View Source Nx.Random (Nx v0.5.3)

Pseudo-random number generators.

Unlike the stateful pseudo-random number generators (PRNGs) that users of most programming languages and numerical libraries may be accustomed to, Nx random functions require an explicit PRNG key to be passed as a first argument. That key is defined by an Nx.Tensor composed of 2 unsigned 32-bit integers, usually generated by the Nx.Random.key/1 function:

iex> Nx.Random.key(12)
#Nx.Tensor<
  u32[2]
  [0, 12]
>

This key can then be used in any of Nx’s random number generation routines:

iex> key = Nx.Random.key(12)
iex> {uniform, _new_key} = Nx.Random.uniform(key)
iex> uniform
#Nx.Tensor<
  f32
  0.7691127061843872
>

Now, when generating a new random number, you pass the new_key to get a different number.

The function in this module also have a *_split variant, which is used when the key has been split before hand.

design-and-context

Design and Context

In short, Nx's PRNGs are based on a Threefry counter PRNG associated to a functional array-oriented splitting model. To summarize, among other requirements, Nx's PRNG aims to:

  1. Ensure reproducibility

  2. Parallelize well, both in terms of vectorization (generating array values) and multi-replica, multi-core computation. In particular it should not use sequencing constraints between random function calls.

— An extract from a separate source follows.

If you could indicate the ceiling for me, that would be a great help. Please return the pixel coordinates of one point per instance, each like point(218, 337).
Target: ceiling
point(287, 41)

Link to this section Summary

Functions

Generates random samples from a tensor.

Generates random samples from a tensor with specified probabilities.

Folds in new data to a PRNG key.

Sample Gumbel random values with given shape and float dtype.

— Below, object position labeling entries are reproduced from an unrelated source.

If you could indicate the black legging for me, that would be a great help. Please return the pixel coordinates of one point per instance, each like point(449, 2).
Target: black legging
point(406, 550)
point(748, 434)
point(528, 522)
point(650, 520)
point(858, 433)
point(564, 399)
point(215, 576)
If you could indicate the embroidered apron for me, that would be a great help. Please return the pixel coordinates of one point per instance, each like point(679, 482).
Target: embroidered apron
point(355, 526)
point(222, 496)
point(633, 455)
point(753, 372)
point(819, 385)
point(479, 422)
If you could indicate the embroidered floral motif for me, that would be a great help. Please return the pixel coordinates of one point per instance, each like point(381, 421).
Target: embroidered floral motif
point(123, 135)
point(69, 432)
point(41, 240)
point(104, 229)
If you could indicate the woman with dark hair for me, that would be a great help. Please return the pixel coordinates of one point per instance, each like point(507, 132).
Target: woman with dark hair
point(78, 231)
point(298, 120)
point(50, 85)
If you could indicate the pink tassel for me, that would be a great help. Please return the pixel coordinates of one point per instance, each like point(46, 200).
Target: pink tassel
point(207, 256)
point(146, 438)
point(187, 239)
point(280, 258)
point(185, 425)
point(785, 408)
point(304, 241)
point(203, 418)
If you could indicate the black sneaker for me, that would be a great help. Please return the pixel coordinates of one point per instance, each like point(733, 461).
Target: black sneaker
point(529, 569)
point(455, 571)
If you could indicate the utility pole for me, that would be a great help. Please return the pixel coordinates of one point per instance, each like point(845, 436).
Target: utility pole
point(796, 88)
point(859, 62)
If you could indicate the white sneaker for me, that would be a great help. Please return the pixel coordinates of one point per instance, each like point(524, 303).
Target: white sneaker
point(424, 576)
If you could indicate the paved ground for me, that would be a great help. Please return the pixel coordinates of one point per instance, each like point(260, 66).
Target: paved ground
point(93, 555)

Same as gumbel/2, but assumes the key has been split beforehand.

Create a pseudo-random number generator (PRNG) key given an integer seed.

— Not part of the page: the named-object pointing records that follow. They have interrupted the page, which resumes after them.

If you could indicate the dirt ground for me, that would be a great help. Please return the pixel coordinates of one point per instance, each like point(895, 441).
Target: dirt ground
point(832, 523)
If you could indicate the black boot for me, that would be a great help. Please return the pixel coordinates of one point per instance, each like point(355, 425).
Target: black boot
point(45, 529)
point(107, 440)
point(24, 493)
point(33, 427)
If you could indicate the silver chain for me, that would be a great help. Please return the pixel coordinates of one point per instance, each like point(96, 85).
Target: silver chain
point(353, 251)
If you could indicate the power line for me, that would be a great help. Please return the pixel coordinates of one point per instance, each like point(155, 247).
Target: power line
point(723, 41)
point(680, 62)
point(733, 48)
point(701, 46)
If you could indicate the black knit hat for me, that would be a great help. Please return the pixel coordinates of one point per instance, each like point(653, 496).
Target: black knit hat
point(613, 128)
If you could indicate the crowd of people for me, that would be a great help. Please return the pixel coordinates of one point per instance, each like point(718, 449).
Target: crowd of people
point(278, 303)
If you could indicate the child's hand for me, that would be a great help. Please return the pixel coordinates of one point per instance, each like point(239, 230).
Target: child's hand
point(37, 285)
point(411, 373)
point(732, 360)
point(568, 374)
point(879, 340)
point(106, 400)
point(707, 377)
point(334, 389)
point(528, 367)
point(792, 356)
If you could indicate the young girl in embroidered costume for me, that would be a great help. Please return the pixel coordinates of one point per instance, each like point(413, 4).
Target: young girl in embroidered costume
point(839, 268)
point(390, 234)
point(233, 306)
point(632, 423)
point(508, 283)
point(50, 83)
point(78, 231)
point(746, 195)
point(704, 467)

Shortcut for normal(key, 0.0, 1.0, opts).

Returns a normal distribution with the given mean and standard_deviation.

Same as normal/4 but assumes the key has already been split.

Sample uniform random integer values in [min_value, max_value).

Same as randint/4 but assumes the key has already been split.

Randomly shuffles tensor elements along an axis.

Splits a PRNG key into num new keys by adding a leading axis.

Shortcut for uniform(key, 0.0, 1.0, opts).

Sample uniform float values in [min_val, max_val).

Same as uniform/4 but assumes the key has already been split.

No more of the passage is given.